Esto sucede con especial énfasis después de sus primeros encuentros con Margó Benítez, con quien Eduardo tiene una efímera relación sentimental. Margó le hace el mismo reclamo que los hermanos Jiménez, primero leyendo Una vuelta de tuerca, de James, y después Mi prima Rachel, de Du Maurier: “No, usted está enamorado de su voz” (30), “me doy cuenta enseguida cuando su voz y su cabeza se separan” (31). Sin embargo, a diferencia de con los Jiménez y otras familias, con ella Eduardo intenta mejorar su lectura, aunque sin mayor consecuencia a largo plazo. Todo comienza con el hallazgo que hace, en unas notas de su padre, de la transcripción del poema “Tu piel, como sábanas de arena…” de Isabel Fraire. Desde este momento, este poema, que es una verdadera isotopía del relato, se convierte en un eje estructural muy importante. Como dice Pablo Sol Mora,
En cierta forma, toda la novela es la historia de la lectura de ese poema, del aprendizaje de su lectura […] El poema ofrece, además, otra de las nociones clave de la novela: la piel, pues […] es una obra extremadamente sensual, que no solo tiene que ver con el desciframiento de los libros, sino de los cuerpos, y especialmente con esa puerta de entrada al cuerpo que es la piel (párr. 9-10).

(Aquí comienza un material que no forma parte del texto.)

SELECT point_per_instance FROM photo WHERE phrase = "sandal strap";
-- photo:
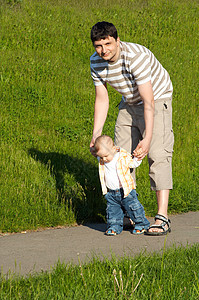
(161, 226)
(162, 218)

Este poema activa algo en Eduardo, que logrará transmitir, a veces directa, a veces indirectamente, a algunos de sus oyentes. La misma Margó es la primera en escuchar el poema recitado por Eduardo. A diferencia de la narrativa (curioso guiño al lector contemporáneo, que privilegia la novela), el poema se encarna espléndidamente en la voz del protagonista y logra producir en Margó lo que podríamos entender como una experiencia estética gozosa. “Supe que la había impresionado porque sostuvo su taza de café junto a la boca, sin tomar un solo sorbo mientras duró mi lectura” (37). Margó misma reconoce este cambio en Eduardo: “Cuando lee la novela, se ve que tiene la cabeza en otra parte y que la historia le importa un comino, pero ahora que leyó el poema su actitud cambió por completo. Lo leyó de verdad, por eso me emocionó tanto” (37). En cierta forma, la lectura lograda de estos versos produce la experiencia esperada de la lectura oral: un regocijo que deviene en una intimidad entre los escuchas. Desde aquí, se genera una complicidad entre Margó y Eduardo.